Scientific classification
- Kingdom: Plantae
- Clade: Tracheophytes
- Clade: Angiosperms
- Clade: Eudicots
- Clade: Rosids
- Order: Rosales
- Family: Moraceae
- Genus: Ficus
- Subgenus: F. subg. Urostigma
- Species: F. ilicina
- Binomial name: Ficus ilicina (Sond.) Miq. (1864)
- Synonyms: Ficus guerichiana Engl.; Urostigma ilicinum Sond.;

= Ficus ilicina =

- Authority: (Sond.) Miq. (1864)
- Conservation status: LC
- Synonyms: Ficus guerichiana Engl., Urostigma ilicinum Sond.

Species of tree

The Laurel fig (Ficus ilicina) is a species of rock-splitting fig that is native to the semi-desert regions of southwestern Africa in Angola, Namibia, and the Cape Provinces of South Africa. It is only found on rocks, up to an elevation of 1,300 m.

==Description==
It is generally a scrambler on rocks, but also a medium-sized shrub, or rarely a large tree of 5 m tall or more. It is mostly evergreen, though a few are bare in spring, just before new foliage emerges. The elliptic leaves are more than twice as long as they are wide, shiny above and matte below. The sessile or stalked figs are produced in the summer months.

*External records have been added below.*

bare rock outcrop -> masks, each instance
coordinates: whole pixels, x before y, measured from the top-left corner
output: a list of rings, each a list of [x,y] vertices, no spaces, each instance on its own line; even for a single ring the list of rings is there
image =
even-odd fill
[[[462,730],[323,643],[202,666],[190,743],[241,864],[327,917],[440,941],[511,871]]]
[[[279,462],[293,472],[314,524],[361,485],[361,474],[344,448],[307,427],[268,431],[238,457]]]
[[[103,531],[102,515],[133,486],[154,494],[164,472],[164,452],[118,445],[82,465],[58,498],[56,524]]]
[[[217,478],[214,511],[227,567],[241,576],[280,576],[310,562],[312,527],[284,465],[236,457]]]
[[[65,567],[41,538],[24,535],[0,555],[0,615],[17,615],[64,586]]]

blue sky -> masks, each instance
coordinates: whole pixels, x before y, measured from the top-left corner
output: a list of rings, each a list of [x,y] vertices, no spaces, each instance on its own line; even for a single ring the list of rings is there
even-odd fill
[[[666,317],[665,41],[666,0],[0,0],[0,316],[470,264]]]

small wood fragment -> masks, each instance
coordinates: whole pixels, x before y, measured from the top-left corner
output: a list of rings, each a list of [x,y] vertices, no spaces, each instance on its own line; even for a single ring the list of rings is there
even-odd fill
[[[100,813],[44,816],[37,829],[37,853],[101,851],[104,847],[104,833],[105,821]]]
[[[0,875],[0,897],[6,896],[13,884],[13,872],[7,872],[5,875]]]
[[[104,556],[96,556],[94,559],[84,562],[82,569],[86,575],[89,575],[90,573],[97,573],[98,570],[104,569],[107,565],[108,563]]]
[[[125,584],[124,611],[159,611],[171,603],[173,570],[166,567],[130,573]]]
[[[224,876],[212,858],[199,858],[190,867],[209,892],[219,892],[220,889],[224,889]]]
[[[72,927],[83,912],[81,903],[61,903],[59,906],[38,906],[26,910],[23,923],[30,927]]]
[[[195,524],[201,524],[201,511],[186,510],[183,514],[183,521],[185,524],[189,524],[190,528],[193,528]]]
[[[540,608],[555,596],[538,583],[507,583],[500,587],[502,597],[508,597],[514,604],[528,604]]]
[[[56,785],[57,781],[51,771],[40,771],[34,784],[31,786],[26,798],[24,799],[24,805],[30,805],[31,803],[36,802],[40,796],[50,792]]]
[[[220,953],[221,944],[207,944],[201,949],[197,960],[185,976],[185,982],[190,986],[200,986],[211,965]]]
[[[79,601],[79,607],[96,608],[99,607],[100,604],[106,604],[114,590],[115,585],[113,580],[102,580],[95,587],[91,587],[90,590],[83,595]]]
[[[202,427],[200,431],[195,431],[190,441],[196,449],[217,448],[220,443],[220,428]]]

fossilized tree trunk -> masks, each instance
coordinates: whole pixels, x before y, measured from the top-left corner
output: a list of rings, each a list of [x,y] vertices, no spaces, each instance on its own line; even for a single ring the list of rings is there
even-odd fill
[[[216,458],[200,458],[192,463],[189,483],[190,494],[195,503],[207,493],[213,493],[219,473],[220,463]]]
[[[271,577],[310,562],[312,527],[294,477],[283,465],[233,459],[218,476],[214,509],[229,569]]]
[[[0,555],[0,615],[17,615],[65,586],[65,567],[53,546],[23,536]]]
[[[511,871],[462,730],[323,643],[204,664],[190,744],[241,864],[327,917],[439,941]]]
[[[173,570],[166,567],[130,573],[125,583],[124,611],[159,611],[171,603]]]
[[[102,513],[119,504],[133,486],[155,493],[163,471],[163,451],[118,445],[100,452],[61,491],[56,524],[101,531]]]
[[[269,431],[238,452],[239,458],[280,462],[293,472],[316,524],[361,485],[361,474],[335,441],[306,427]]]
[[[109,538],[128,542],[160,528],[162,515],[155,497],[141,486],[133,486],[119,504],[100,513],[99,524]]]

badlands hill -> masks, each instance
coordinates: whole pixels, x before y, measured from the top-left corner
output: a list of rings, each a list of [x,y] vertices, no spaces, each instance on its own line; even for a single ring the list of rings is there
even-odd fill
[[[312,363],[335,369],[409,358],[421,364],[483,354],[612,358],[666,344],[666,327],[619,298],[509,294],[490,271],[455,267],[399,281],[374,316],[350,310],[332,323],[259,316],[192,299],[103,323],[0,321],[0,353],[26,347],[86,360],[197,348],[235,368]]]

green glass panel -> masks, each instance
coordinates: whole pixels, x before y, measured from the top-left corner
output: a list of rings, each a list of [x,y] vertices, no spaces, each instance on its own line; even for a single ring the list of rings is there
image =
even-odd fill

They are about 1 cm in diameter and appear in the leaf axils near the branch tips.

==Range==
It occurs in southwestern Angola, the Namibian escarpment and Khomas hochland, and in the Northern Cape, South Africa.

==Species associations==
The pollinating wasp is Elisabethiella enriquesi (Grandi). The figs are eaten by birds and people.